CHEF Q&A: ANDREA FERRERO, Executive Chef, Shangri-La Hotel, Tokyo

Interview with ANDREA FERRERO, Executive Chef, Shangri-La Hotel, Tokyo

Please briefly introduce yourself.

I was born in Italy and I grew up in a family of hotelier. After working in many countries, I came to Japan 3 and half years ago.

What is your mission as an executive chef?

My mission is to make guests happy from creation to pricing and execution. I travel because I want to be better when I come back. Everything I do is for my hotel and to make my guests happy.

How are you preparing for the Tokyo Olympics?
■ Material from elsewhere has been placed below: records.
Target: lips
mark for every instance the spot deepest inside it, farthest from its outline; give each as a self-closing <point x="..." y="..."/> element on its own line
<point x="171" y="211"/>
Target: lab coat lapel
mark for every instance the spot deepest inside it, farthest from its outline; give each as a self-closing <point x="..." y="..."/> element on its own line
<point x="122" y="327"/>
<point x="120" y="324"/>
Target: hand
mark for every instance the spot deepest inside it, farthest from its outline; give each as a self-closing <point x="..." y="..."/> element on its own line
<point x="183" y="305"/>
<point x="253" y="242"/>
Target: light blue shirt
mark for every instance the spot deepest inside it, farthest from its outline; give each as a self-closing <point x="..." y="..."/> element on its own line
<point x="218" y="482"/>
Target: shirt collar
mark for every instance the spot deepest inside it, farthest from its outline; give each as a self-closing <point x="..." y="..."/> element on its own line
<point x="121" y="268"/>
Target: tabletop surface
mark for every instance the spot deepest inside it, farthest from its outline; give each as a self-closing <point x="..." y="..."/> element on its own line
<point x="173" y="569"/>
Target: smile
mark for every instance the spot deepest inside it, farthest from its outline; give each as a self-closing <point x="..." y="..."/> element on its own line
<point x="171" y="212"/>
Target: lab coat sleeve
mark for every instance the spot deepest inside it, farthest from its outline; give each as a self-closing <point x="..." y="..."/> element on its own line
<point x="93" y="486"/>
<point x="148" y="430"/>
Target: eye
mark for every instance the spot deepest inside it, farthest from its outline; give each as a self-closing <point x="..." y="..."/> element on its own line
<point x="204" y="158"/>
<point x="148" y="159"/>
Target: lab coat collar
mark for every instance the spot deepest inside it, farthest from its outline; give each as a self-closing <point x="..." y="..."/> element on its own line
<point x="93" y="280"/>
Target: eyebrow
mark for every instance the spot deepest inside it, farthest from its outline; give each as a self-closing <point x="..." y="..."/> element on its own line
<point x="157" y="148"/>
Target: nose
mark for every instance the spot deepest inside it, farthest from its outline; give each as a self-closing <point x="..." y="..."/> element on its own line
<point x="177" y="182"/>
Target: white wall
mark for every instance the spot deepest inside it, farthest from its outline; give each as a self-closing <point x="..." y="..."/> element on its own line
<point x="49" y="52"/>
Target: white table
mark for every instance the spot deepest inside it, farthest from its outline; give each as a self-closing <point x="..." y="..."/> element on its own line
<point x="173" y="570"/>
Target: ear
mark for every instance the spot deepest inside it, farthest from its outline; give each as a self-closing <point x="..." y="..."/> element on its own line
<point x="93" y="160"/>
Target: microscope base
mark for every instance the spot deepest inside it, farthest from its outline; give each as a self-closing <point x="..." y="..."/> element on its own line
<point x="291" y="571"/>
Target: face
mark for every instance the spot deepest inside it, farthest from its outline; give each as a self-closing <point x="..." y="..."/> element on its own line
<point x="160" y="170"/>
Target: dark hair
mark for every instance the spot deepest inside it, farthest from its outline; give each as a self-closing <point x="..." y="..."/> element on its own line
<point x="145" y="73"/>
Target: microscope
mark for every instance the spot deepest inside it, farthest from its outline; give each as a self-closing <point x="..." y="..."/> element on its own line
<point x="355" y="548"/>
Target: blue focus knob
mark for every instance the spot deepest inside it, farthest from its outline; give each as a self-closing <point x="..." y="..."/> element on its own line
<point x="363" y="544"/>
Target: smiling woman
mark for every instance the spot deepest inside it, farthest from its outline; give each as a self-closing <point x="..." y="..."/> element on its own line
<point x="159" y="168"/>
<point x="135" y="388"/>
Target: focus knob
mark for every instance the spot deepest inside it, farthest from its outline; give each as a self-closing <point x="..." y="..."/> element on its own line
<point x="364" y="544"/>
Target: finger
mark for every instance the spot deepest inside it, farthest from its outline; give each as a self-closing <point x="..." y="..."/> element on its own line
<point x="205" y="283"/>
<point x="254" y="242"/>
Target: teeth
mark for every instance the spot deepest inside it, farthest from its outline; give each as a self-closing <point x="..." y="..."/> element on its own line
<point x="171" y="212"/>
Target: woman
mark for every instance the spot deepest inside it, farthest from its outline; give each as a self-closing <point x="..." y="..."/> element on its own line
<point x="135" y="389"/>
We've been doing this for a long time, and I don't think there will be a difference. In terms of offerings at the Shangri-La Hotel, Tokyo, we have many options in the menu, and I personally would like to have more vegan menus, but it won’t be possible soon because Japanese people still prefer meat and fish.

I’m not working towards 2020. Honestly, I’m working towards tomorrow. My most important guest is today’s guest. We will continue to evolve, but we will not prepare specifically for the Olympic games. We will become better than what we are today, and we can offer something better to our guests. I make sure everything is alright tonight and that my guests are happy.

What is Omotenashi to you?

I have two meanings in myself: Tokyo omotenashi and the real Japanese omotenashi. I experienced the professionalism of Tokyo, the perfection of service and politeness, but I felt there was something missing when I went to a ryokan far away from Tokyo. I experienced the true omotenashi of Japanese. I think it’s difficult to feel the Japanese omotenashi in big hotels. You can feel the Japanese professionalism, but not the omotenashi. We are too busy to meet the standard and make people happy. Omotenashi is not a standard. It’s to make people happy, feel welcomed, and feel at home. Omotenashi is something very spiritual. Today in Tokyo I don’t feel omotenashi. I feel professionalism. Especially because we are professional, and we know what we are supposed to be. When you are at the reception, they ask you “How was your trip?” I know they don’t care and that’s not omotenashi to me. I might feel omotenashi when I arrive as a regular guest, I go to my room, and there’s an ASAHI super beer bottle on the table. When I went to the ryokan, they didn’t ask me how my trip was. Maybe it was because they didn’t speak English, but I felt that they were treating me like a son.

What are the requirements of an executive chef?

Determination. You can have skills, talents, but everything is useless if you don’t have the determination. In other words, if you have the determination on what you want to become, you can acquire the skills and talents even if you don’t have it from the beginning. You are determined to become who you want to be.

What do you think about Japanese food?
I sound very light, but I love sushi. Sushi is simple, but good. The mirin, soy, fish - everything needs to be perfect to be good. That’s not easy. I like simple things because I want to understand what I eat. I don’t like restaurants that I need 15 minutes to understand what I’m eating. I go to the restaurant because I’m hungry. I don’t go because I want to meet the chef. I go to enjoy what I eat. There is a pleasure.

Please tell us about your future goals.
To do what I can do. I’m lucky that I’ve been working in companies where I feel is right and good. I always do what I do.